Jacksonville: Like No Place Else

A great fire, Southern music and the U.S. Navy have shaped Jacksonville's history and heritage.

By: Jennifer Nelson

The Great Fire of 1901

On May 3, 1901, an ember from a lunch-shack kitchen ignited a moss pile drying in a nearby mattress factory. The fire spread quickly and by that evening, a two-mile swath of downtown Jacksonville was in ashes. More than 2,300 buildings were destroyed, 10,000 people were left homeless and seven died. From the ashes of that urban fire rose the Jacksonville we know today.

Architects flocked to the city after the fire to begin the rebuilding. Famed New York architect Henry John Klutho led the influx, bringing his love of the Prairie style popularized by Frank Lloyd Wright. Many of Klutho's buildings remain to this day, including a former department store that’s now Jax City Hall. Klutho houses dot the streets of the historic neighborhoods of Riverside, Avondale and Springfield. To this day, Jacksonville has one of the largest collections of Prairie-style buildings outside the Midwest.

Piers, docks, shipyards and terminals were quickly rebuilt after the fire, too. More than 13,000 new buildings went up in Jacksonville from 1901 to 1912.

After the fire, the city reinvigorated its shipping industry, and in 1907, the St. Johns River was dredged to allow bigger ships into Jacksonville's port. The local government took control of the port in 1912 and built even more terminals, growing the Port of Jacksonville from a regional river port into an international seaport.

Turn It Up

Jax has long been known as the epicenter of Southern rock. Lynyrd Skynyrd, .38 Special and Molly Hatchet hailed from here. 

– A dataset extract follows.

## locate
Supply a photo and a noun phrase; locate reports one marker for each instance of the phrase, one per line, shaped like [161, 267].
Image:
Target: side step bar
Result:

The widow of Skynyrd lead singer, Ronnie Van Zant, owns a music club at Jax Beach called Freebird Live, billed as a living tribute to the band. It's one of the area’s premiere live-music venues, showcasing both local and national artists.

Nu-metal band Limp Bizkit also came from Jacksonville.

Yes, We Are Southern

Jacksonville is named for Andrew Jackson, the Tennessean who served as a major general in the War of 1812 and went on to become the seventh president of the United States.

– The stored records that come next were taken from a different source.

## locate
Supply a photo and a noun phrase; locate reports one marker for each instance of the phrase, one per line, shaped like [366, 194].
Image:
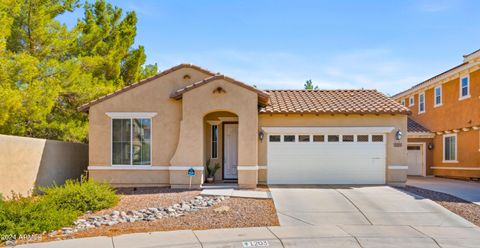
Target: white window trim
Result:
[420, 103]
[435, 104]
[456, 148]
[460, 97]
[211, 141]
[128, 115]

Yes, We Are Southern, Part 2

Grits are a breakfast staple at every local restaurant. Okra comes fried. Green beans are cooked with bacon or ham hocks. Barbecue is accompanied by a variety of sauces on the table, from fire-hot to sweet honey-mustard.

U.S. Navy

The Navy has two active installations in Jacksonville and is a powerful economic and cultural force in the city. The Naval Air Station on Westside was the first Navy installation in the city, opening in 1940. The Naval Station Mayport opened in December 1942 at the mouth of the St. Johns River. A nuclear-powered aircraft carrier will be home-ported at Mayport in the future, bringing up to 5,000 Navy families with it. Thousands of people work on both bases, making it the largest employer in Northeast Florida. Go Navy!